A love letter to silent cinema sealed with a smirk, “The Artist” reteams director Michel Hazanavicius with dapper “OSS 117” star Jean Dujardin for another high-concept homage, delivering a heartfelt, old-school romance without the aid of spoken dialogue or sound. Projected in black-and-white in the classic 4:3 aspect ratio, this crowd-pleasing comedy tips its top hat to those late-’20s Hollywood conventions rendered obsolete by the rise of the talkie as a pompous star fails to adapt to the new era. However inspired, pic will take careful handling to shatter the arthouse ceiling, as today’s auds demonstrate little nostalgia for cinema’s roots.
In a way, the medium is in similar transition today, as such sincere, emotional stories are forced to compete with digital spectacle and 3D extravaganzas. Fortunately, it’s a challenge well suited to the Weinstein Co., which announced its acquisition of U.S. and some international rights to this unique French-financed, American-made entry on opening day of the Cannes Film Festival. TWC’s retro-style logo had already been attached to the front of the film by the time it screened four days later.
“The Artist” opens in 1929 on a film-within-a-film starring matinee idol George Valentin (Dujardin), a square-jawed, double-breasted Douglas Fairbanks type (though his masked screen persona cuts a silhouette that suggests France’s Fantomas character). Having mastered the Sean Connery shtick for the spoofier “OSS 117,” Dujardin turns his impeccable imitation skills on a host of early film stars, combining Rudolph Valentino’s smoldering appeal and slicked-back hair with Errol Flynn’s panache and pencil moustache, while preserving an essential sincerity in the process.
Though the packed movie palace erupts into a boisterous ovation as soon as the house lights come up, we hear nary a clap, since Hazanavicius has committed to telling his story MOS (save for two unforgettably hilarious exceptions). Instead, the helmer relies on infrequent English-language intertitles and a grand, period-appropriate score from “OSS” collaborator Ludovic Bource, which carries the emotion and energy of the film without resorting to anything so modern as a theme.

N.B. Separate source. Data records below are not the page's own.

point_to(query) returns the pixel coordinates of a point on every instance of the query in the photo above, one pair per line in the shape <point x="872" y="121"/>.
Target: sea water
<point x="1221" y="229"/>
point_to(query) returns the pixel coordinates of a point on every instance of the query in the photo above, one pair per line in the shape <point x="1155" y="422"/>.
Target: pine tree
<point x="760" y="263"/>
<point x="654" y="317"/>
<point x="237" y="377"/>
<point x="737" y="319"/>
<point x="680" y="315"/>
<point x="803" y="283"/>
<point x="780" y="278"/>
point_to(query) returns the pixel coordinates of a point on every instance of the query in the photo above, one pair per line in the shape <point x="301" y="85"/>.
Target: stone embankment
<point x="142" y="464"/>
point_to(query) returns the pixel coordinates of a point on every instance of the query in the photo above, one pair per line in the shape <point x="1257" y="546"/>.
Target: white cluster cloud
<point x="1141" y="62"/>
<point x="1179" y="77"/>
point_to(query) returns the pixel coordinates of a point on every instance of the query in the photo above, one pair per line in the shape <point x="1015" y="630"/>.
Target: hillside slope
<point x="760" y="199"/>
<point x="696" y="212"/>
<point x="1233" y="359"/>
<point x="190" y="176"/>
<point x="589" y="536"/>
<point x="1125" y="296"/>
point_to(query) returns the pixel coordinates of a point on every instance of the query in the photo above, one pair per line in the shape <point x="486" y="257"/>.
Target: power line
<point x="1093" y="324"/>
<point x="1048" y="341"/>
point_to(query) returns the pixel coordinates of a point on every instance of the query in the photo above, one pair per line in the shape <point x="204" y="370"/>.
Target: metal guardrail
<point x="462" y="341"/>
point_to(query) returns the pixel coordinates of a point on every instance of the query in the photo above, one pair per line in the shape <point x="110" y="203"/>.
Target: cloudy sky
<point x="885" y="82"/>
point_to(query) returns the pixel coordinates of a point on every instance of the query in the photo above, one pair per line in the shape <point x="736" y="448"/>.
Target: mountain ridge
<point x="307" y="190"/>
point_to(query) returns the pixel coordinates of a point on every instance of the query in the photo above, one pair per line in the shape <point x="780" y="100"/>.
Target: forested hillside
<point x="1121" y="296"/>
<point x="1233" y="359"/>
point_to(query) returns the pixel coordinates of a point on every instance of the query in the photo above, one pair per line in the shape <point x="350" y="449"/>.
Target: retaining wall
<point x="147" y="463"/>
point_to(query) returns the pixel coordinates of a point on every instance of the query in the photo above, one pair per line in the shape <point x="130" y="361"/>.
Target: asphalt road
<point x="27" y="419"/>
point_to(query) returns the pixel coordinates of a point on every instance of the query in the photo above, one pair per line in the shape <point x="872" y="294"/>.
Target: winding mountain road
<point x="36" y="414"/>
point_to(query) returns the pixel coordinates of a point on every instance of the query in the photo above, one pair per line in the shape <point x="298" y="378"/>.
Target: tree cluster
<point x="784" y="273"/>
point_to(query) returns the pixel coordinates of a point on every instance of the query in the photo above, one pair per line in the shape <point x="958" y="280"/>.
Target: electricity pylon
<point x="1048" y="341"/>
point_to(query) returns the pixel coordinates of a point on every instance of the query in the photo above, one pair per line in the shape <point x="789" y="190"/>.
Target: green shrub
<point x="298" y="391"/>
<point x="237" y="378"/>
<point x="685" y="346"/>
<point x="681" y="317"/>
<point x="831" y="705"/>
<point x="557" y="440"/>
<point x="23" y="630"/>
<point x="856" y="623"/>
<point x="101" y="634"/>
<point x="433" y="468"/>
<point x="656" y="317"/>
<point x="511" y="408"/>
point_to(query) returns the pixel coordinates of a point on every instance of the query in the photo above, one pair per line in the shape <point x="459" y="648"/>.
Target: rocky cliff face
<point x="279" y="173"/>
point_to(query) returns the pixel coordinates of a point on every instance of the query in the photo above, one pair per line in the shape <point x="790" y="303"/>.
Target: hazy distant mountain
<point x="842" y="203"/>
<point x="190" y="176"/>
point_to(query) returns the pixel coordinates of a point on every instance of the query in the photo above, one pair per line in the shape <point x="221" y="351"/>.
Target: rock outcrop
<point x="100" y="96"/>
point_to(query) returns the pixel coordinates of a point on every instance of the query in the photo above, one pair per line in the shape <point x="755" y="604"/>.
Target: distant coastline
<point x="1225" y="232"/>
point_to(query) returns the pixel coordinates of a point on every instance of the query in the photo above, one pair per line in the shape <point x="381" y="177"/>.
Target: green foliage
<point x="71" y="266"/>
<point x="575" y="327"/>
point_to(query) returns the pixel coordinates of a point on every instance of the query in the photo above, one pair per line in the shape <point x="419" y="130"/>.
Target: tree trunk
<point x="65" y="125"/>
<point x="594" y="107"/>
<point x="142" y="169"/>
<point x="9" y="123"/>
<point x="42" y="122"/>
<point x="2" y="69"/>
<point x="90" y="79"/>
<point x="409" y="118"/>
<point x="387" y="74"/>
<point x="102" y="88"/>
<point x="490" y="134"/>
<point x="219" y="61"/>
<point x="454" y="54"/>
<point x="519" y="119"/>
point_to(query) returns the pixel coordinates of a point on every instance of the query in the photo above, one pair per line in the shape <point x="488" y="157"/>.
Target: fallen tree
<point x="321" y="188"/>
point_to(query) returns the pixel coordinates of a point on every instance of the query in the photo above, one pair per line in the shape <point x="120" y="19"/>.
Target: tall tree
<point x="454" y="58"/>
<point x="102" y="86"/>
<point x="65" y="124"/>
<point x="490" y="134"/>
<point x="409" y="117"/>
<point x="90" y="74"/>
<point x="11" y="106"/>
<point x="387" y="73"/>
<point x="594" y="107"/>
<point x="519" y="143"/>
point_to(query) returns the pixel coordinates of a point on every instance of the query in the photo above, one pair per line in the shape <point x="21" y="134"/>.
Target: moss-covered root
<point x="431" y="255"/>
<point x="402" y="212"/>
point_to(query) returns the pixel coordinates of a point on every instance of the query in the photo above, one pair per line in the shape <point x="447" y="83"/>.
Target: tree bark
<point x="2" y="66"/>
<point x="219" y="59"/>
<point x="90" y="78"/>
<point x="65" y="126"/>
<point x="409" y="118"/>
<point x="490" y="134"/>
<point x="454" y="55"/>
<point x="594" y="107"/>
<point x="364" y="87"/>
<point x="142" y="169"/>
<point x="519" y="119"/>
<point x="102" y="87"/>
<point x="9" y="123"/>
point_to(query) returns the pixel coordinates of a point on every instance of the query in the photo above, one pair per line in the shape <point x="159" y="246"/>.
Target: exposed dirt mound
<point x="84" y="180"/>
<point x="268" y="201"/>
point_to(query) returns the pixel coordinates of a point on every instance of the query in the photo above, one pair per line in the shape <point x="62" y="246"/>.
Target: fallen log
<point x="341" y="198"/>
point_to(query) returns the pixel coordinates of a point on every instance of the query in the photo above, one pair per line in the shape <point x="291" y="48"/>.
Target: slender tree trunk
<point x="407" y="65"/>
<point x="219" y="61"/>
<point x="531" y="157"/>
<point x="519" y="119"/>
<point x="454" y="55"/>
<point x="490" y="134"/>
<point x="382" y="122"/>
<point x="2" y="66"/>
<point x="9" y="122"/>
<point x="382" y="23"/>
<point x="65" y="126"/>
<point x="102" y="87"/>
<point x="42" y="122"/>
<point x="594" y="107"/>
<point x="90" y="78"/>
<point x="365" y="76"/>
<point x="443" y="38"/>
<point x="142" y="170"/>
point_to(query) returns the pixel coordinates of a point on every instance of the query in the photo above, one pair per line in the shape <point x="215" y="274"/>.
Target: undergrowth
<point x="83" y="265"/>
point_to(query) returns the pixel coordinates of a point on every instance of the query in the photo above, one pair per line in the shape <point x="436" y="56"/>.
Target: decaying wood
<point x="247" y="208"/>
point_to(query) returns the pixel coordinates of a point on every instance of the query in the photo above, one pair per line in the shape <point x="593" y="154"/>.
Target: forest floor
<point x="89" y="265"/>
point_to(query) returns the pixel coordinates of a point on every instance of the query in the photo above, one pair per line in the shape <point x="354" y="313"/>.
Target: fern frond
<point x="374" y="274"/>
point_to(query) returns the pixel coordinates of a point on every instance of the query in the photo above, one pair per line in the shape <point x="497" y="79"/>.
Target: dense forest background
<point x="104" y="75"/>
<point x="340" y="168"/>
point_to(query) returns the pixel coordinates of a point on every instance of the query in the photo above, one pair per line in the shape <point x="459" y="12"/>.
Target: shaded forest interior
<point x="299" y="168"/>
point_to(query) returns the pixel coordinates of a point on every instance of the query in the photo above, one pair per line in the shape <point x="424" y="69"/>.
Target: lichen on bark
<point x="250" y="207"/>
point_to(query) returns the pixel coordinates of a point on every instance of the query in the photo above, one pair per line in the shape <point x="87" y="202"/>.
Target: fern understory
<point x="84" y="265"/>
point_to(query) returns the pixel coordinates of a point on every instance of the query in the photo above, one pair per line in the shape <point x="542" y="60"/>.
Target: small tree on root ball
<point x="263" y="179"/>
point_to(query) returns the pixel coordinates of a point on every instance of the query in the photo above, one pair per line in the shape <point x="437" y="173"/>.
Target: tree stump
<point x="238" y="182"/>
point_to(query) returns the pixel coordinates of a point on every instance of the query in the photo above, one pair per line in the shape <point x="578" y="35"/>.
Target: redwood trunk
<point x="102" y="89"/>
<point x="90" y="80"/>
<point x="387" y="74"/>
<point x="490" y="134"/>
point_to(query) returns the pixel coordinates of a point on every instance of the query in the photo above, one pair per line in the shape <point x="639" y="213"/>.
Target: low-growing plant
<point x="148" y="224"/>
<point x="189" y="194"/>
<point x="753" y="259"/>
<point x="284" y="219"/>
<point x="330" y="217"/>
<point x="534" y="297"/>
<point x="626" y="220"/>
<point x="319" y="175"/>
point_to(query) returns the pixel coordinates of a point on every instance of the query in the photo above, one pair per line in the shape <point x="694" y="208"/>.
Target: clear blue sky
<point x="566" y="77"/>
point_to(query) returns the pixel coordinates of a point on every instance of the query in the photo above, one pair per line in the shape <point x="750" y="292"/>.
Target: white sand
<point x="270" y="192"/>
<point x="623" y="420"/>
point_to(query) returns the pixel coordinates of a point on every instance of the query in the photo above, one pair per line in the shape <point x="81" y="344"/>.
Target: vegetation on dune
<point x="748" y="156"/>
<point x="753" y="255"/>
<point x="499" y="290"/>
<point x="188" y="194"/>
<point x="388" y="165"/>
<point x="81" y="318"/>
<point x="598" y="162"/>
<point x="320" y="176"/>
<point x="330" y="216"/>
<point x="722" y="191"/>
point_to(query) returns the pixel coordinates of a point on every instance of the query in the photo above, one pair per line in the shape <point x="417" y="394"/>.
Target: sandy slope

Outside his premiere, Valentin finds himself sharing the red carpet with a star-struck aspiring actress, Peppy Miller (played by Hazanavicius’ real-life wife, Brazilian stunner Berenice Bejo).
Though Peppy seizes the opportunity to score a small dancing role in the studio’s next picture, Valentin’s producer (John Goodman) is furious that the pompous star’s antics have upstaged his film. It doesn’t help that Valentin is completely distracted by Peppy on set, blowing take after take as the cameras witness him falling in love. Back in Valentin’s dressing room, Peppy proves equally smitten, cozying up to his overcoat in a bit that perfectly fits how one of her characters might behave onscreen.
More respectful of his marriage to forever-dissatisfied Doris (Penelope Ann Miller) than most actors of the era were toward their spouses, Valentin resists making a pass at Peppy when the time seems right. Such courtesy has consequences, however, forcing their romance into a state of unrequited suspension as their careers veer in opposite directions: Peppy embraces the talking-pictures era, a nice sequence recapping her rise through the credits of several films, while Valentin scoffs, “I’m the one people come to see. They never needed to hear me.”
Truth be told, there’s good reason Valentin resists this new fad in filmmaking, though we don’t learn his secret until the very last scene. Along the way, Hazanavicius has inventive fun with the character’s silence, particularly in one dream sequence where Valentin hears foley effects for the first time, yet still finds it impossible to speak. At home, divorce-ready Doris gives new meaning to the words, “We need to talk, George.”
Valentin’s only companions during his harsh fall from the spotlight are his chauffeur Clifton (James Cromwell) and faithful Jack Russell terrier — one of those star dogs well trained enough to rescue his master from scrapes both onscreen and off. But Peppy holds a place for Valentin in her heart, evident not only with each successive encounter, but also in her discreet actions to support the self-destructive star without his knowing.
Although Valentin represents a corny breed of heartthrob for which today’s auds have no use, Hazanavicius looks to the more artistically ambitious films of the era (and several subsequent decades) to inspire his own directorial style. Cribbing from Fritz Lang’s “Spies,” he stages a conversation between Valentin and Peppy on the stairs of Los Angeles’ Bradbury Building, while undercranked extras speed by around them. Later, Valentin’s climactic meltdown lifts an overhead shot straight from “Citizen Kane.”
Such references are offered less for the benefit of film geeks than for the mere fact that they offer the most elegant solutions for framing the scenes in question. Rather than using the harsh, stagebound look of the period, d.p. Guillaume Schiffman embraces the softer, more glamorous lensing of ’40s-era Hollywood productions, shooting on color stock and then converting it to black-and-white in post. The look flatters the cast, especially Dujardin, whose incandescent charm comes through just fine with his arsenal of arched eyebrows, wry smiles and the other nonverbal tricks.